Apache Beam: WriteToFiles Based on Filename

242 views Asked by At

This question extends the discussion from a previous post:

Writing to Multiple Files from Single PCollection (Beam-Python)

In short, I am looking to transform some files but would like for their input and output to match.. so for example:

gcs_files: ['input/gcs_file_1.json', 'input/gcs_file_2.json', 'input/gcs_file_3.json']

Output: ['output/gcs_file_1_transformed.json', 'output/gcs_file_2_transformed.json', 'output/gcs_file_2_transformed.json']

I am trying ReadAllFromText(with_filename=True) and this will yield a tuple in the following format:

record = (<gcs_file_dir>, <json_record>)

I only need to transform <json_record> but I need <gcs_file_dir> to make sure I can preserve the same file name as its input.

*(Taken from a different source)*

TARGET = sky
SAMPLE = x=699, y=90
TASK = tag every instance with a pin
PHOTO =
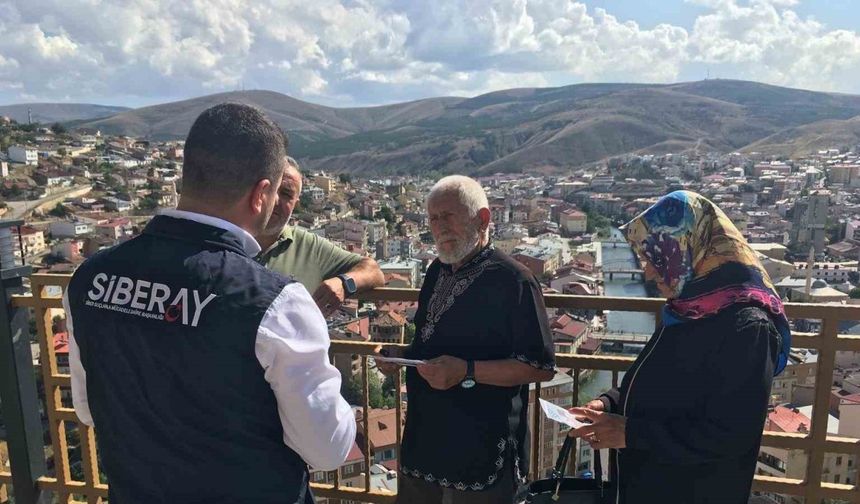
x=372, y=52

I know WriteToFiles() can use the destination argument to assign based on record[0]..

I have the following figured out:

(p | beam.Create(gcs_files) | ReadAllFromText(with_filename=True) | beam.Map(transform_func) | WriteToFiles(path = <path>, destination = lambda record:record[0))

However, I only want to write record[1], since this is the actual transformed value. Is there a way to specify only part of the PCollection for write?

Thank you!

1

There are 1 answers

0
robertwb On

It looks like this is not supported out of the box.

You could write a custom Sink (possibly that delegates to a different FileSink) that strips off the portion you're not interested in writing to the file.